Total power generation in the country stood at 3,627.3MW as of 6.00am on Thursday, while 2,029MW could not be generated due to low load demand by Discos and line constraints.
The nation’s three hydropower plants, namely Kainji, Jebba and Shiroro, generated 190MW, 225MW and 200MW respectively as low load demand by Discos reduced their output by 39MW, 270MW and 230MW respectively.
Other plants affected by the Discos’ low demand were Egbin (51MW), the nation’s biggest power station; Olorunsogo I (76MW), Geregu I (55MW); Azura-Edo IPP (153MW), Okpai IPP (95MW), Afam VI IPP (540MW) and Rivers IPP (45MW).
The nation generates most of its electricity from gas-fired power plants, while output from hydropower plants makes up about 30 per cent of the total.
The Nigeria Electricity System Operator, an arm of the TCN, put the nation’s installed generation capacity at 12,910.40MW; available capacity at 7,652.60MW; transmission wheeling capacity at 8,100MW; and the peak generation ever attained at 5,375MW.
The nation’s power grid recorded its eighth total collapse this year on June 30, plunging consumers across the country into a blackout for some hours.
The government-owned TCN said the national grid experienced a system collapse due to high voltage following a massive drop of load by the Discos, adding that “the high voltage also caused a fire incident in the 75MX reactor in the Benin Substation, Sapele Road in Benin City, Edo State.”
But the Association of Nigerian Electricity Distributors said there was a trend of burnt transmission stations and failed transmission substation incidents in Lagos, Calabar, Abuja, Enugu and Onitsha as of May 8, 2019, due to inadequate transmission protection mechanisms and procedures.
The Discos also expressed displeasure over TCN’s practice of “arbitrary load dumping on power distributors” whenever the TCN was having challenges in managing energy on its grid, causing a myriad of commercial and technical problems.
The grid has continued to suffer system collapse over the years amid a lack of spinning reserve that is meant to forestall such occurrences.

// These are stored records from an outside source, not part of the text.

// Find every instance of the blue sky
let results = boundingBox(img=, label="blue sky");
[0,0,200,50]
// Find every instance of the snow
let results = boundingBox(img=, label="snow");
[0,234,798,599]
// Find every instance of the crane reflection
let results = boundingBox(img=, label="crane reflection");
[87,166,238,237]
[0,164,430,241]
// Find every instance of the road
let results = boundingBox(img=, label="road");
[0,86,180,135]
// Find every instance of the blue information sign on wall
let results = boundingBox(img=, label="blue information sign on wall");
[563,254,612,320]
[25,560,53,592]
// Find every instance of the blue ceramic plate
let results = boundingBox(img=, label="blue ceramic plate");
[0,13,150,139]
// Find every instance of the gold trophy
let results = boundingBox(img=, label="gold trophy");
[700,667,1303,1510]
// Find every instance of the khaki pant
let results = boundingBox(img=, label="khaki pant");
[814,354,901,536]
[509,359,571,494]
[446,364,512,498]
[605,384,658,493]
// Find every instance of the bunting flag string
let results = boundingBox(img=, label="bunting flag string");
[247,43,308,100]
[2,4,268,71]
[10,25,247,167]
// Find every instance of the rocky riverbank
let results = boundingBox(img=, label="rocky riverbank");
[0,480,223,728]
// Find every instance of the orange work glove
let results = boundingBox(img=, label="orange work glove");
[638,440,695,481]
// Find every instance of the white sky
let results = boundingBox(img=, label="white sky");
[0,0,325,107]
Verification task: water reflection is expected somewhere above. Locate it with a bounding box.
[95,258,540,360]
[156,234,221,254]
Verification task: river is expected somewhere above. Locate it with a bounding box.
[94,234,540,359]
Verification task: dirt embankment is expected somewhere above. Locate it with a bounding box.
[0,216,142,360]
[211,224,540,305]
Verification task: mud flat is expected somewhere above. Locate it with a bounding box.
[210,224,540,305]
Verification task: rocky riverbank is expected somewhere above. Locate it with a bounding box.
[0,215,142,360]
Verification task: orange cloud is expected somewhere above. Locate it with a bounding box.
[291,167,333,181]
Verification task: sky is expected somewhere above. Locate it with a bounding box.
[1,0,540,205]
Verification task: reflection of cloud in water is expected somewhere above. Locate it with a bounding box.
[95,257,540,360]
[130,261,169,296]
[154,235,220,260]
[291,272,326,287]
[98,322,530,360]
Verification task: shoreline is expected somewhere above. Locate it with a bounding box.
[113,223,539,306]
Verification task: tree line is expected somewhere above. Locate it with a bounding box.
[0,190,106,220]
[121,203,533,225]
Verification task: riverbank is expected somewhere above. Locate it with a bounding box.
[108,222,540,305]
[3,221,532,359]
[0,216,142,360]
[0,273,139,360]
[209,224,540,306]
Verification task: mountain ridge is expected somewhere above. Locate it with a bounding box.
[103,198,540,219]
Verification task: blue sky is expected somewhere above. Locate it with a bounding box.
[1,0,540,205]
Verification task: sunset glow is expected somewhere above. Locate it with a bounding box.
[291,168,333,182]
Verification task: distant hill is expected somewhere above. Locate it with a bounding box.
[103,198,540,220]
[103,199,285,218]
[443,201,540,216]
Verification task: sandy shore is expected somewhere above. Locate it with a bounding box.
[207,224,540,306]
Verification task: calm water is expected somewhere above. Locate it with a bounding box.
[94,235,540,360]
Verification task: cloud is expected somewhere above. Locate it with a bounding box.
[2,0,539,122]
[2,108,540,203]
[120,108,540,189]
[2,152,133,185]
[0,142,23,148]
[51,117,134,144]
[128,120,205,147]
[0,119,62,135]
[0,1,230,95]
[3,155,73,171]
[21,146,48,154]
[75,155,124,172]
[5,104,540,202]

The grid suffered four total collapses in January and one each in February, April, May and June, according to the system operator.
Spinning reserve is the generation capacity that is online but unloaded and that can respond within 10 minutes to compensate for generation or transmission outages.
Out of the five power stations meant to provide spinning reserves, none has any actual reserve, with the contracted reserve put at 295MW.
The power stations are Egbin, Delta, Olorunsogo NIPP, Geregu NIPP and Omotosho NIPP.